You might forget to remove disallow rules once a page is ready to be indexed.

So yes, handle your robots.txt file with care. One bad rule can tank your visibility if you’re not careful. Honestly it might just be better to just not tamper with it too much, at all.

Where to find your own robots.txt file

This one's easy as pie, just go to yourdomain.com/robots.txt

You can also use Google Search Console’s Tester tool to validate your rules and see if they’re doing what you expect.

About third-party tools and robots.txt

For example—and this is completely random—say you’re using a website monitoring tool like Oh Dear, and you notice their crawler showing up in your logs. You might be wondering: "Should I add it to my robots.txt file as well then?"

We actually have an entry about that in our FAQ page. You don't have to do anything, really.

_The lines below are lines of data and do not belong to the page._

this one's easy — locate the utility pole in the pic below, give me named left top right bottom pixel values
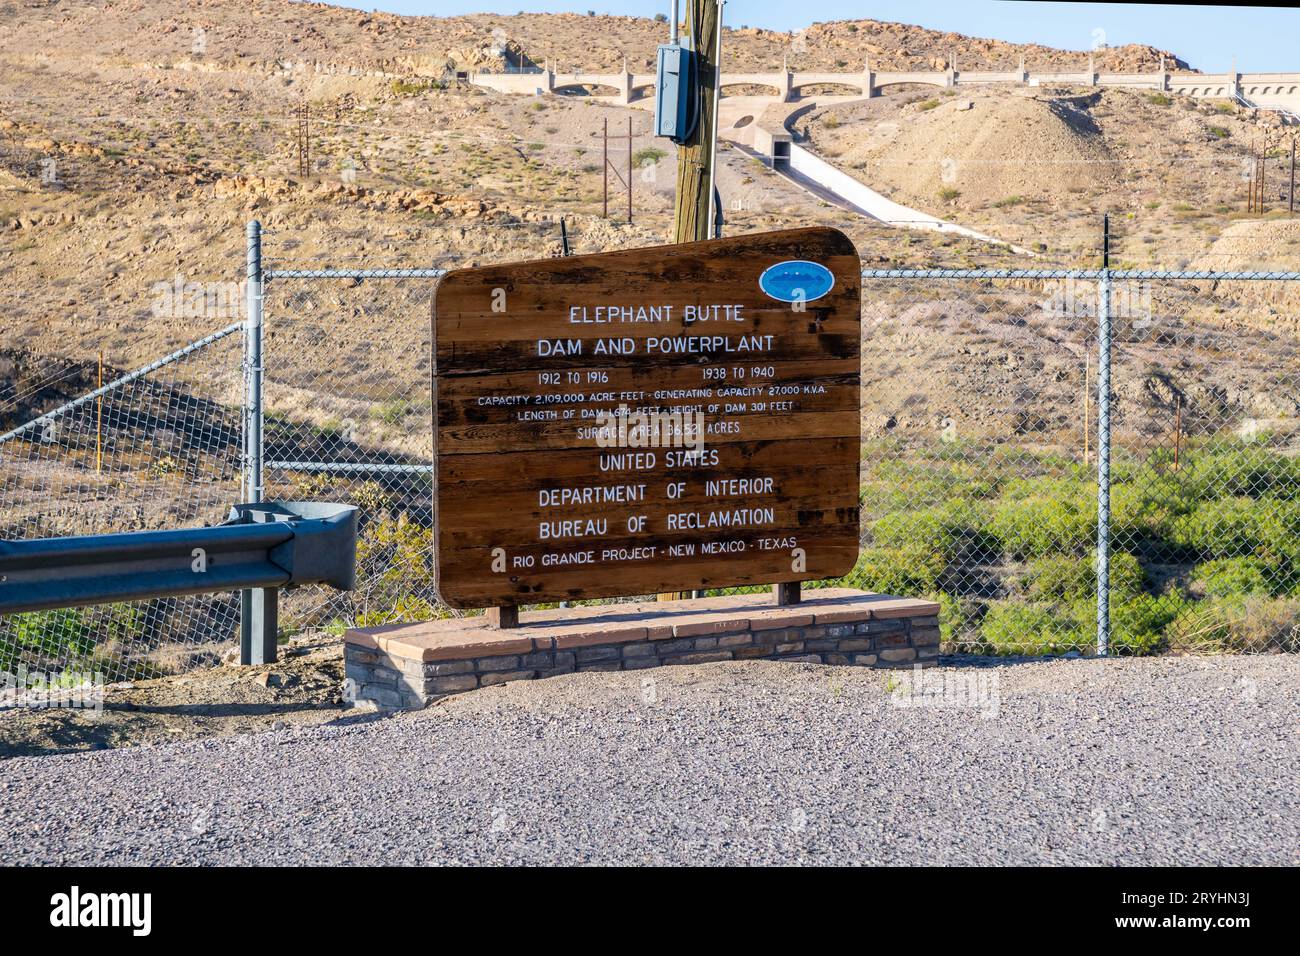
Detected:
left=1248, top=137, right=1266, bottom=214
left=1258, top=138, right=1266, bottom=214
left=1290, top=136, right=1296, bottom=216
left=296, top=98, right=310, bottom=179
left=1247, top=141, right=1254, bottom=213
left=671, top=0, right=722, bottom=243
left=661, top=0, right=722, bottom=603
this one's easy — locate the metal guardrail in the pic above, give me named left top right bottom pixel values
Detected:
left=0, top=501, right=357, bottom=664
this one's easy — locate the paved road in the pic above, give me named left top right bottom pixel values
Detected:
left=1, top=657, right=1296, bottom=865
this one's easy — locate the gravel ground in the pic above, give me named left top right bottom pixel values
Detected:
left=0, top=634, right=349, bottom=759
left=1, top=656, right=1296, bottom=865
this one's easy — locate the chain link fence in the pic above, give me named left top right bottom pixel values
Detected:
left=2, top=243, right=1296, bottom=684
left=1106, top=278, right=1299, bottom=654
left=254, top=255, right=1297, bottom=657
left=849, top=271, right=1298, bottom=655
left=0, top=323, right=245, bottom=682
left=257, top=272, right=443, bottom=635
left=847, top=274, right=1100, bottom=654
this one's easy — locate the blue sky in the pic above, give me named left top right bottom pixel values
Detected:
left=322, top=2, right=1300, bottom=73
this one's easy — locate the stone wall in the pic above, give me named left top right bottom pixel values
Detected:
left=344, top=589, right=940, bottom=710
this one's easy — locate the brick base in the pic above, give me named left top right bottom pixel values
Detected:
left=344, top=588, right=940, bottom=710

Oh Dear doesn't rely on your robots.txt file for proper functioning.

That said, if you want to explicitly allow Oh Dear (just for peace of mind), you can add this line and include the pages or folders you'd like Oh Dear to skip over:

User-agent: OhDear
Disallow: /junk/

This tells the Oh Dear bot it’s welcome to crawl all parts of your site except for anything located in the junk folder of your site's structure.

And that's all there is to it, folks. Nothing flashy but the higher the stakes, the more small stuff like this becomes important. Done right, it helps you manage traffic, prevent unnecessary crawl load, and sort of help guide search engines toward where you want them to go.